= Ray Waru =

Raymond Richard Waru (born 1952) is a New Zealand Māori radio and television director and producer.

==Early life==
Waru spent his childhood in Auckland. He was educated at St Peter's College.

==Career==
Waru obtained positions in radio and television from the 1970s. In 1980, he headed the original Television New Zealand Māori production unit. Waru directed a broad range of Māori programmes, including the first ever full Māori language drama project, Te Ohaki a Nihe, and Te Māori, A Cloak of Words and Te Māori - Te Hokinga Mai on the Te Māori exhibition.

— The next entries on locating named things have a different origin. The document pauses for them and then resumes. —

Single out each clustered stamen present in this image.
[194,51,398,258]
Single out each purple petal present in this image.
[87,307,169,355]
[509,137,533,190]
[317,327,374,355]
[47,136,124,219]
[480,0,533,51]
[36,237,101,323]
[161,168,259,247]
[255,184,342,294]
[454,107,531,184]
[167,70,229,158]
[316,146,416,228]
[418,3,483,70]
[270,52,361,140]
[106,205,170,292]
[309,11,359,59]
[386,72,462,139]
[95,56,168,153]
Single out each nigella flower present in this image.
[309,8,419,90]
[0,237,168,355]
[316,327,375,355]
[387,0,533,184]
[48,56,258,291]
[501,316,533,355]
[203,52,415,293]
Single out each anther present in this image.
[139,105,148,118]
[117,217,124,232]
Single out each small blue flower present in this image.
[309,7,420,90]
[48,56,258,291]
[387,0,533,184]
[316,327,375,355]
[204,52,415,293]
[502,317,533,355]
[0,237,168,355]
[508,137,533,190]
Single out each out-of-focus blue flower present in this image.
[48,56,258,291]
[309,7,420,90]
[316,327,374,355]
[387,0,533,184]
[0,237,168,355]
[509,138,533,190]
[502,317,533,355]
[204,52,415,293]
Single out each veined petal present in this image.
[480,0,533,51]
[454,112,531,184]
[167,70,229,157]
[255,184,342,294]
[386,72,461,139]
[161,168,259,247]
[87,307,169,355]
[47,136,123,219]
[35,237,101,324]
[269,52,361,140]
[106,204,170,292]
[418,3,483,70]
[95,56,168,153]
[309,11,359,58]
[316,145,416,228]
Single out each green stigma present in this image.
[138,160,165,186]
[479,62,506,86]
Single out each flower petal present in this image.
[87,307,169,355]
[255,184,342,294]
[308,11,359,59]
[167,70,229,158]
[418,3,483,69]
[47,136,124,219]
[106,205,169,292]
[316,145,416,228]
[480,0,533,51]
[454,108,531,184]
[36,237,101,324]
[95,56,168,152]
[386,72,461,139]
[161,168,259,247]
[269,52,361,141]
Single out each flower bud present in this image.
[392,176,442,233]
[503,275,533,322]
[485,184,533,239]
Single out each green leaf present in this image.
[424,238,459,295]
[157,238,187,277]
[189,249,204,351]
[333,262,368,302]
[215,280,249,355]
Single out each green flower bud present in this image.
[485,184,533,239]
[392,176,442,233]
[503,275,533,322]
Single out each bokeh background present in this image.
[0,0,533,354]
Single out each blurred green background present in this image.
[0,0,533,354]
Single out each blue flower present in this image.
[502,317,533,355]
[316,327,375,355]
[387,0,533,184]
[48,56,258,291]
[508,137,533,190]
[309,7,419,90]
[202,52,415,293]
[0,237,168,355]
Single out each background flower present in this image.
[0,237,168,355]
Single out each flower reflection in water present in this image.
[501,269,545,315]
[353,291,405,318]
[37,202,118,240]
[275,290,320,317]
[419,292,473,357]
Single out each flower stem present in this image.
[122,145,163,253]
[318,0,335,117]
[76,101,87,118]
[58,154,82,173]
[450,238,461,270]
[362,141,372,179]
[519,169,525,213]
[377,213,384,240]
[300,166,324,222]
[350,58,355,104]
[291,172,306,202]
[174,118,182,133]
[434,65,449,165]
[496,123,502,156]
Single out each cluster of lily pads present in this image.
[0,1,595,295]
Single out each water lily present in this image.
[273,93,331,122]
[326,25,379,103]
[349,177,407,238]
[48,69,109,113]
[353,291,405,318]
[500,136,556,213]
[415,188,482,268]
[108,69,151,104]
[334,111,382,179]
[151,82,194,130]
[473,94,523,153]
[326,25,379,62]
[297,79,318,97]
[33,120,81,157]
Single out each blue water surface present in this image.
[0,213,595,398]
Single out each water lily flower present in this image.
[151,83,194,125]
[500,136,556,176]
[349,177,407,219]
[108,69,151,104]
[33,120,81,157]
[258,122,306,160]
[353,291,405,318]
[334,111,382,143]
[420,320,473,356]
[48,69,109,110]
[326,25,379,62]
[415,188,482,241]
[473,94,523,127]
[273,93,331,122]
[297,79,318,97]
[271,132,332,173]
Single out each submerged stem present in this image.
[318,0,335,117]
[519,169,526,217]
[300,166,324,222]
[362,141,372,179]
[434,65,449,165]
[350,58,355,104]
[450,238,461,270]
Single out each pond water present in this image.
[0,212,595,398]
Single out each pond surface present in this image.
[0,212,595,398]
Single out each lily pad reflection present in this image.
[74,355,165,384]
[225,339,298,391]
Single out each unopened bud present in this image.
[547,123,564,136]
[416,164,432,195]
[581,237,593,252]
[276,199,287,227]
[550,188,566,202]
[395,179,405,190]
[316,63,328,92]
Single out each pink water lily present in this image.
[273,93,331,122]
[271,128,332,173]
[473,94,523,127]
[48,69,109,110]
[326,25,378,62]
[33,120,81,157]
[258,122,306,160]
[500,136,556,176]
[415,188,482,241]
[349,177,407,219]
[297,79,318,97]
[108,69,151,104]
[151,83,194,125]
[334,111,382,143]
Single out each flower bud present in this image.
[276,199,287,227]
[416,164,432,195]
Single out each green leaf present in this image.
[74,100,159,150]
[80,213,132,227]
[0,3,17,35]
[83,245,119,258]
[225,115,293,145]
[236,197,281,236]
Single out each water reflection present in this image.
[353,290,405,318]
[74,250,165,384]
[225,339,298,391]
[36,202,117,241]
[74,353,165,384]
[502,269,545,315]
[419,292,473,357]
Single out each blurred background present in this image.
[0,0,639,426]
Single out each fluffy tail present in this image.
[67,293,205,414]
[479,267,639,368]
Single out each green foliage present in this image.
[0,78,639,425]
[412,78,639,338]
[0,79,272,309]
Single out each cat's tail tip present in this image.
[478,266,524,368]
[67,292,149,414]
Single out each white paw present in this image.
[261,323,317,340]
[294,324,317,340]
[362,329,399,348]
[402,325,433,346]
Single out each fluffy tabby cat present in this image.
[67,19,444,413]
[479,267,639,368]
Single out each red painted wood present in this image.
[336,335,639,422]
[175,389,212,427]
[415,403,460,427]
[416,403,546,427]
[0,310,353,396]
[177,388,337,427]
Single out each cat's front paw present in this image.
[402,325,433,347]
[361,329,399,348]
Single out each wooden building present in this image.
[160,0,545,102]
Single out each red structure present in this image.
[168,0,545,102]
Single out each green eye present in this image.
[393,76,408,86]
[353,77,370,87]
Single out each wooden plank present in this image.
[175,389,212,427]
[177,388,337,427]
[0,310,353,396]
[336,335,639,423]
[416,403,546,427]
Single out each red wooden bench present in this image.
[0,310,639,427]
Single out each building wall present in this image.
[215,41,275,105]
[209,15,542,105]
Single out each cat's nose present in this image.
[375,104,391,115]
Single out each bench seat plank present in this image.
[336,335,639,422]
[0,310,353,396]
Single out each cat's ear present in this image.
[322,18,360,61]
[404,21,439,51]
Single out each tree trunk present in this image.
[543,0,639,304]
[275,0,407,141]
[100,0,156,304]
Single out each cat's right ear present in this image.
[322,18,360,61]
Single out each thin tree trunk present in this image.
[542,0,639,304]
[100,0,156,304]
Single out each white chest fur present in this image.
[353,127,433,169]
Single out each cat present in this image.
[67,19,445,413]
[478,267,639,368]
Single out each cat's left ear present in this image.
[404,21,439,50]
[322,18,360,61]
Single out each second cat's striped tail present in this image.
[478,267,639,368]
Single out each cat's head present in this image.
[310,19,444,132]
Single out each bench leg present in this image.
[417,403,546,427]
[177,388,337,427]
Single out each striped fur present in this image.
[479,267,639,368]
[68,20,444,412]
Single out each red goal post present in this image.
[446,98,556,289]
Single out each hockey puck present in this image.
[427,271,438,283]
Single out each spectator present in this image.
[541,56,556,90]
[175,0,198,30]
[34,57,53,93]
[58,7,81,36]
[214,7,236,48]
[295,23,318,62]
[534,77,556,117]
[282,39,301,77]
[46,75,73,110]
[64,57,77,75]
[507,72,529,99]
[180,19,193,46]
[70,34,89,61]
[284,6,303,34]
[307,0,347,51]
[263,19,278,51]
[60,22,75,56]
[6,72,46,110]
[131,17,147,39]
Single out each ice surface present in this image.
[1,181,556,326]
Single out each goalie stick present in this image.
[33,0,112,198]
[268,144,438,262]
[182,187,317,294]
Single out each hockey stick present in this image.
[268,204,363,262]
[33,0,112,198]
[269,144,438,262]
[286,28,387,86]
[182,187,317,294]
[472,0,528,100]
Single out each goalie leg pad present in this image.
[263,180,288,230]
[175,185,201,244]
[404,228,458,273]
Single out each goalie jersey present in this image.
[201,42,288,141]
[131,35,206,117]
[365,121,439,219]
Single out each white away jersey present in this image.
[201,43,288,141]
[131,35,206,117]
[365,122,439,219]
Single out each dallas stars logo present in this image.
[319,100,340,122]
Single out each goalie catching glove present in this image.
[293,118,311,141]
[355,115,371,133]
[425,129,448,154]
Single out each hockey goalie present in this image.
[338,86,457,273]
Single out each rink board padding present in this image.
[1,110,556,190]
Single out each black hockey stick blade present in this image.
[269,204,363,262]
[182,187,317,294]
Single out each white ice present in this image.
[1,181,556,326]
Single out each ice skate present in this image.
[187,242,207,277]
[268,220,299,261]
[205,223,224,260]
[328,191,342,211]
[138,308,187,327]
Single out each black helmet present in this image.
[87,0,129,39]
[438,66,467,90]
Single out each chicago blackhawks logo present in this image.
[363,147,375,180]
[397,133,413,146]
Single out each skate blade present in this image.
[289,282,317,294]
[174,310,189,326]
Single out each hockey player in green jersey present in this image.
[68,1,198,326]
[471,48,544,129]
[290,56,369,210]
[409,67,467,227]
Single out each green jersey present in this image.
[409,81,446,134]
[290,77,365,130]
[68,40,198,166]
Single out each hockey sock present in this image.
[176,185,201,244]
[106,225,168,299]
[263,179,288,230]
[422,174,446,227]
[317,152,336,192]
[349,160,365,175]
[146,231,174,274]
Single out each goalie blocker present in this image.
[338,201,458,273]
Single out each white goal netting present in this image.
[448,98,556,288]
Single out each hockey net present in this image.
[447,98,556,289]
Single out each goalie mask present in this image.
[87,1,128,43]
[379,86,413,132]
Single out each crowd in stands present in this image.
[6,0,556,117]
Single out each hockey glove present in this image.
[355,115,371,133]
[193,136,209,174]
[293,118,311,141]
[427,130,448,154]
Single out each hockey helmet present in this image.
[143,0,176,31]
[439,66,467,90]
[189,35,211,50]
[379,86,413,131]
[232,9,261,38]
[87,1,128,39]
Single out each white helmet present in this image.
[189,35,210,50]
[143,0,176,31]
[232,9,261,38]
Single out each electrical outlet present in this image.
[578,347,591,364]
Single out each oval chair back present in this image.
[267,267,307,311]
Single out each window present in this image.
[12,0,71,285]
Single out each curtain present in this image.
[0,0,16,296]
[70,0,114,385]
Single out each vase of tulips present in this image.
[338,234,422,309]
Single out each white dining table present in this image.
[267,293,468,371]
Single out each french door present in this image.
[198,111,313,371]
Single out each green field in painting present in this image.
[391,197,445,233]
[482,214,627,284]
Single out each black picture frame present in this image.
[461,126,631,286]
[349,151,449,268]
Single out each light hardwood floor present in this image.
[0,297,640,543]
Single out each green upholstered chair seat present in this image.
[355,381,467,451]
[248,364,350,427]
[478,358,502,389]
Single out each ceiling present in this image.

In the 1980s Waru produced and directed a revolutionary documentary series, The Natural World of the Māori, various film and television productions in New Zealand and in Australia, as well as an IMAX production under the East-West Center in Hawaii. In the 1980s he was appointed as chief executive of the Aotearoa Māori Radio Trust, charged with the development of a national Māori radio system.

In the 1990s Waru was co-producer of the major history series, Our People, Our Century, a winner at the 2000 New Zealand Film and TV Awards, and he produced Toro Mai, a 25-part serial drama in te reo.

In 2005 Waru co-produced the New Zealand historical series, Frontier of Dreams, The Story of New Zealand

In the 2006 Queen's Birthday Honours, Waru was appointed a Member of the New Zealand Order of Merit, for services to radio and television.

In 2012 Waru published "Secrets & Treasures" which consists of "stories told through the objects at Archives New Zealand" and which "delves into the archives to tell a very human story of New Zealand, a story that involves love, death, war, immigration, disaster, protest, defiance, censorship and hokey pokey".